Reputation: 1243
I'm parsing a document that I cannot change from the internet using a SAX Parser. It was working just fine when the documents came formatted as such:
<outtertag>
<innertag>data</innertag>
<innerag>moreData</innertag>
</outtertag>
However, there are certain calls I make where the XML comes formatted without the outer tags, so I essentially get just a list of data, like such:
<innertag>data</innertag>
<innerag>moreData</innertag>
This seems silly to me, but I don't get to choose how the XML is formatted and it can't be changed for now. The problem is that it seems that the SAX Parser hits the endDocument event as soon as it hits the first closing innertag.
I have a rather hacky solution of converting the InputStream into a String, throwing tags around it, and then converting it back to an InputStream. It actually parses fine that way. But, surely there's a better way. I'd also would prefer not to write a whole other parser. Most of the tags are the same aside from the lack of opening and closing tags.

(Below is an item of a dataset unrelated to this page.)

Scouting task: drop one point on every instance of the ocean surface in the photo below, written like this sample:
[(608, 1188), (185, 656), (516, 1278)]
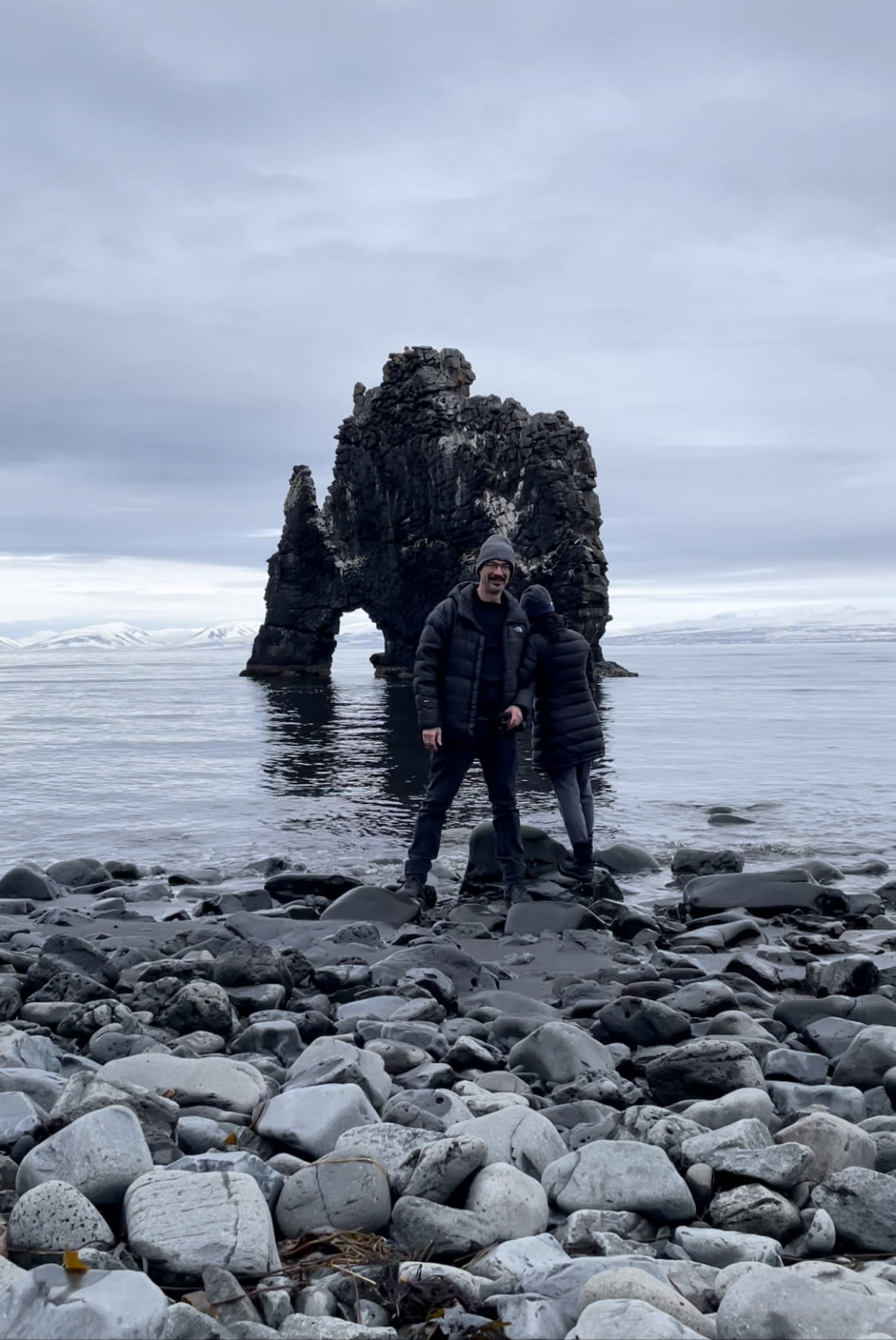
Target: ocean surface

Just for the heck of it, I'll post the code, but it's pretty standard SAX Parser. The original is actually parsing about 30 some tags:
SAXParserFactory factory = SAXParserFactory.newInstance();
SAXParser saxParser = factory.newSAXParser();
XMLReader xmlReader = saxParser.getXMLReader();
MyHandler handler = new MyHandler();
xmlReader.setContentHandler(handler);
InputSource inputSource = new InputSource(url.openStream());
xmlReader.parse(inputSource);
}
catch (SAXException e) { e.printStackTrace(); }
catch (ParserConfigurationException e) { e.printStackTrace(); }
catch(Exception e) { e.printStackTrace(); }
}
private class MyHandler extends DefaultHandler {
private StringBuilder content;
public MyHandler() {
content = new StringBuilder();
}
public void startElement(String uri, String localName, String qName,
Attributes atts) throws SAXException {
content = new StringBuilder();
if(localName.equalsIgnoreCase("innertag")) {
//Doing stuff
}
}
public void endElement(String uri, String localName, String qName)
throws SAXException {
//Doing stuff
}
public void characters(char[] ch, int start, int length)
throws SAXException {
content.append(ch, start, length);
}
public void endDocument() throws SAXException {
//When parsing the second type of document, hits this event almost immediately after parsing first tag
}
}
And, if it matters, here's my hacky code I'm using, but just feels wrong, yet it works:
BufferedReader reader = new BufferedReader(new InputStreamReader(url.openStream()));
StringBuilder sb = new StringBuilder("<tag>");
String line = null;
while ((line = reader.readLine()) != null) {
sb.append(line);
}
sb.append("</tag>");
String xml =sb.toString();
InputStream is = new ByteArrayInputStream(xml.getBytes());
InputSource source = new InputSource(is);
xmlReader.parse(source);
Upvotes: 0
Views: 1921
Reputation: 163549
The XML you have is not a well-formed document, but it is a well-formed external parsed entity, which means it can be referenced from a well-formed document by means of an entity reference. So create a skeleton document like this:
<!DOCTYPE doc [
<!ENTITY e SYSTEM "data.xml">
]>
<doc>&e;</doc>
where data.xml is your XML, and pass this document to the XML parser in place of the original. Beats writing dozens of lines of Java code.
Upvotes: 0
Reputation: 128909
I'd say what you're doing now is about as good as you'll get. The one thing to consider improving is the stream -> string -> stream conversion, especially if the documents are large. You could use something like Guava's ByteStreams.join(), which lets you concatenate streams together instead of strings. Something like the following:
import com.google.common.io.*;
import java.io.*;
public class ConcatenateStreams {
public static void main(String[] args) throws Exception {
InputStream malformedXmlContent = externalXmlStream();
InputSupplier<InputStream> joined = ByteStreams.join(
inputSupplier("<root>"),
inputSupplier(malformedXmlContent),
inputSupplier("</root>"));
ByteStreams.copy(joined, System.out);
}
private static InputStream externalXmlStream() {
return new ByteArrayInputStream("<foo>5</foo><bar>10</bar>".getBytes());
}
private static InputSupplier<InputStream> inputSupplier(final String text) {
return inputSupplier(new ByteArrayInputStream(text.getBytes()));
}
private static InputSupplier<InputStream> inputSupplier(final InputStream inputStream) {
return new InputSupplier<InputStream>() {
@Override
public InputStream getInput() throws IOException {
return inputStream;
}
};
}
}
which outputs:
<root><foo>5</foo><bar>10</bar></root>
Upvotes: 1